İslami perspektifin Batı karşıtlığına odaklanması ve kendimizi öteki üzerinden var etmeye çalışmamız bana her zaman azaltan ve öz gerçekliğimizle karşılaşmamızı engelleyen bir tutum olarak göründüğünden, buraya sorunlarımızı konuşmaya geldik itirazını yükselten bazı kadınlara hak vermemem mümkün değildi.
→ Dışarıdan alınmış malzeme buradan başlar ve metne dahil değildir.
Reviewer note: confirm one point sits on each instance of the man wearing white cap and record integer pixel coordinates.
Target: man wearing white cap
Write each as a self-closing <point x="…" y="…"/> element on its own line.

Mali'den gelen bir tıp doktoru, ülkesinde İslam adına ortaya konan kimi pratiklerin kadını nasıl aşağıladığını ve toplumsal hayatta değersiz kıldığını anlattı mesela. Tacikistan'dan gelen Nuri Hanım da İslam toplumlarında kadının hangi süreçlerden geçilerek geri bırakıldığının analizini yapmaya çalıştı ki bu gerçekler Batı'yı şeytanlaştırarak işin içinden sıyrılmamızın mümkün olmadığını gösteriyor.

Londra'dan gelen eğitimci Hannah Smith, İslam'a katılan Avrupalıların hangi zor şartlarda yaşamlarını sürdürdüklerini, işyeri ve aile çevresinde nasıl dışlandıklarını, psikolojik desteğe ihtiyaç duyduklarını anlattı. Avrupa'da ailelerin bırakın inanç değerlerini çocuklarına aktarmak, kendilerini muhafaza etmelerinin bile ne kadar güç olduğunu ortada. Kanuni olarak bir ayrım olmasa da yaşam içinde bireylerin ayrımcı tutumları İslam'ı seçen Batılılara da tıpkı diğer Müslümanlara olduğu gibi ağır toplumsal bedeller ödetiyor.

İhtida eden Avrupalılardan biri olan İngiliz gazeteci Yvonne Rindley'le uzunca sohbet etme imkânı oldu. Sevgi yoksunluğu üretilen yapay korkular yüzünden Batı bölgede yüz binlerce insanı öldürmüştü. Batı'nın insan hakları söylemine inanmamak gerektiğini Müslüman halkların hukukunu korumak gibi bir dertlerinin hiçbir zaman olmadığını söylemesi şaşırtıcı değildi. Aslında şimdi sabırla emek vermek, geleceği kendimizden yola çıkarak fakat insanlığın ortak tecrübelerini de göz ardı etmeden inşa etmek zamanı. Yıkılanların yerine ne konulacağı hususu en can alıcı mesele.

Irak'tan gelen Bahar Abdurrahman'ın dediği gibi Müslüman kadının yeni yapılanma süreçlerine katkı vermesi hayati önem taşıyor. Artık yaşadığı dünyanın çaresiz seyircisi olarak evinin iç odasında hayatını sürdürmeye çalışması, tek bir alana hapsedilmeyi kabul etmesi mümkün değil. Fikirlerini öngörülerini hayata geçirebileceği geniş bir alana ihtiyacı var. Zalim dünya en başta kadınlara ve çocuklara hayatı zindan ediyor çünkü.